After petitions circulated last week both in support and in opposition to the “Chief” sign in downtown Durango, the large Native American caricature outside the Toh-Atin Gallery was vandalized with spray paint over the weekend.
Durango Police Department Cmdr. Rita Warfield said video surveillance caught a suspect around 11:30 p.m. Friday vandalizing the Chief in the west 100 block of Ninth Street, across from the gallery, which owns the sign.
Warfield said the suspect painted the words “not your mascot” and a large fist. There was also miscellaneous graffiti, resulting in about $2,500 in damages to the sign.
It appeared Monday morning most of the graffiti had been cleaned.

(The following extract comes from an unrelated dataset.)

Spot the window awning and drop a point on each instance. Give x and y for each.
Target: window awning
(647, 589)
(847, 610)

The vandalism was reported to the Durango Police Department early Saturday morning. Investigators were able to obtain video surveillance from a nearby business, which caught a possible suspect.
Warfield said video images were unable to capture a shot of the suspect’s face.

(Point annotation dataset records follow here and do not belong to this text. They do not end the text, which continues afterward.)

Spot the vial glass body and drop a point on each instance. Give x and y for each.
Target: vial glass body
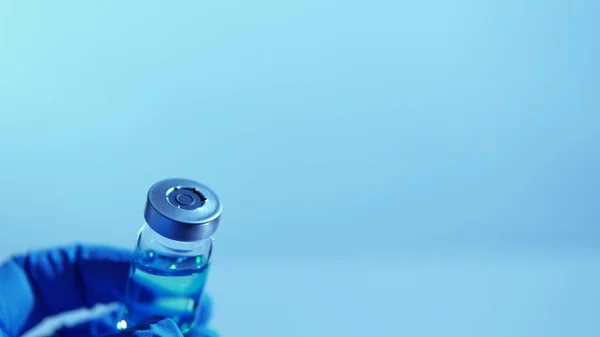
(167, 279)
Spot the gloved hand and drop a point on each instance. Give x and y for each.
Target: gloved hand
(45, 283)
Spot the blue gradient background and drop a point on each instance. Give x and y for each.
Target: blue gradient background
(388, 168)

“We don’t have the face, just clothing,” she said.
A call to Toh-Atin Gallery co-owner Antonia Clark was not returned Monday morning.

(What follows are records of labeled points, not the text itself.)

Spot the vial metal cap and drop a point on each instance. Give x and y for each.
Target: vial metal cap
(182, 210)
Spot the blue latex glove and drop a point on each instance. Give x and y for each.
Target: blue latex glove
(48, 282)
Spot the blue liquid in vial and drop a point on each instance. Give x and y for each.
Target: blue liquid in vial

Early last week, a petition was started calling for the Chief sign to be taken down. Those who started the petition say the sign is degrading to Indigenous people, racist and reinforces stereotypes.
The petition surfaced amid a nationwide movement to take down statutes and other monuments some consider symbols of historical racism and oppression, re-energized after the death of George Floyd, who was killed by police in Minnesota.
Not long after, a counter-petition was circulated from those in support of the Chief, which has been part of Durango’s history since the 1950s.
Clark said in previous interviews she is open to have conversations about the Chief. But, she maintains those who oppose it are a small minority.
“We in no way ever want to offend anyone,” Clark said. “There are 175,000 Navajos, and we hear negative things from only five or six.”